HOUSTON — A suburban Dallas school district has suspended a 4-year-old from his prekindergarten class because he wears his hair too long and does not want his parents to cut it.
The boy, Taylor Pugh, says he likes his hair long and curly. But on Monday night, the school board in Mesquite voted unanimously to enforce its ban on Beatles haircuts, much less anything approaching coiffures of bands like Led Zeppelin. School officials say the district’s dress code serves to limit distractions in the classroom.
No exception could be made for the pint-size rebel, who sat through the hearing with his hair in a ponytail, manifestly bored.
“It’s a trade-off,” said one board member, Gary Bingham, an insurance agent, in an interview. “Do the parents value his education more than they value a 4-year-old’s decision to make his own grooming choices?”
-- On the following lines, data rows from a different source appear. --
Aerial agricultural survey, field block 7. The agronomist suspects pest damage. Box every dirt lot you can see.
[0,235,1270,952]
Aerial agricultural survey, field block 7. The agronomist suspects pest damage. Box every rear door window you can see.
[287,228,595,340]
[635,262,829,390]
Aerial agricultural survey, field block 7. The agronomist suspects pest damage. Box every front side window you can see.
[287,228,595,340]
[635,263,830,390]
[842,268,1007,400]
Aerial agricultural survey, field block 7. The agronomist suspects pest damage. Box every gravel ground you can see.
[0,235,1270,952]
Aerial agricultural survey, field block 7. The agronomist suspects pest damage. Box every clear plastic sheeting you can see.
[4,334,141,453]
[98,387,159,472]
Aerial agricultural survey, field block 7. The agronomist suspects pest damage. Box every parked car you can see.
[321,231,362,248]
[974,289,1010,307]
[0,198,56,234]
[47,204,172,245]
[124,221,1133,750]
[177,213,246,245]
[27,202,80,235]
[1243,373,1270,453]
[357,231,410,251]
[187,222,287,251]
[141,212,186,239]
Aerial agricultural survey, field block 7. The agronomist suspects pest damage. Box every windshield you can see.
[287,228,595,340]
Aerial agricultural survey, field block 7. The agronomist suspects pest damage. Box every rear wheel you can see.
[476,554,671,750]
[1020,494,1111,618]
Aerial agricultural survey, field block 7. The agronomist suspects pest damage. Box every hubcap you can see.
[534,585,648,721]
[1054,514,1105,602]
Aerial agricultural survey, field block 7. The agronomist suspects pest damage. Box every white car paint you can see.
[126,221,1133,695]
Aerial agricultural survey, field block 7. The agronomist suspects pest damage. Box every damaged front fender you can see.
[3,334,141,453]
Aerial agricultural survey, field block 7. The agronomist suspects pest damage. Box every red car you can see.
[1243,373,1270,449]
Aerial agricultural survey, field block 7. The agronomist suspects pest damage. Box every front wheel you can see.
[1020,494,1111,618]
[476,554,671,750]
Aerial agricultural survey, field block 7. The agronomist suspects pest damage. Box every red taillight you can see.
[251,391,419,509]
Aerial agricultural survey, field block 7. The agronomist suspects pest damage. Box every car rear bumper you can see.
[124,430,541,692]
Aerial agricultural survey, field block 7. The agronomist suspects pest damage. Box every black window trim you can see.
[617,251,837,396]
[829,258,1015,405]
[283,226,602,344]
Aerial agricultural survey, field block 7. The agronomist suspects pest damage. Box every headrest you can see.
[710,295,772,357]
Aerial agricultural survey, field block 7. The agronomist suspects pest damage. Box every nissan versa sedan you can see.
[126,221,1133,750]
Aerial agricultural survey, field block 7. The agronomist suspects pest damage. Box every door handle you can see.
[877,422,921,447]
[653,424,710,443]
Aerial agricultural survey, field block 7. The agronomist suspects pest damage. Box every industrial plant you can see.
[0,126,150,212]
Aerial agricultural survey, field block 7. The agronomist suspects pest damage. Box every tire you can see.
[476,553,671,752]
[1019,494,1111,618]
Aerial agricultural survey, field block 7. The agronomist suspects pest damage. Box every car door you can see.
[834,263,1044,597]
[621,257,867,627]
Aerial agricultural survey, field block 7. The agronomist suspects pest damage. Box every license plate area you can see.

The boy’s parents, Delton Pugh and Elizabeth Taylor, have argued that it is unfair to punish Taylor for his longish locks; it suggests, they say, that the district cares more about appearances than education.
“I don’t think it’s right to hold a child down and force him to do something,” Mr. Pugh, a tattoo artist, told The Associated Press. “It’s not hurting him or affecting his education.”
The parents rejected a compromise proposed by the board under which they would braid his hair and pin it up.
Since Nov. 24, when his principal decreed that Taylor’s hair had grown too long, the boy has been sent to the library to study alone with a teacher’s aide. “They kicked me out of that place,” Taylor told a reporter on Dec. 17. “I miss my friends.”
Can someone tell me what a 4-year old "studies?"
His parents plan to appeal the school board ruling to the state education commissioner. In the meantime, school officials said they would continue to separate Taylor from other children.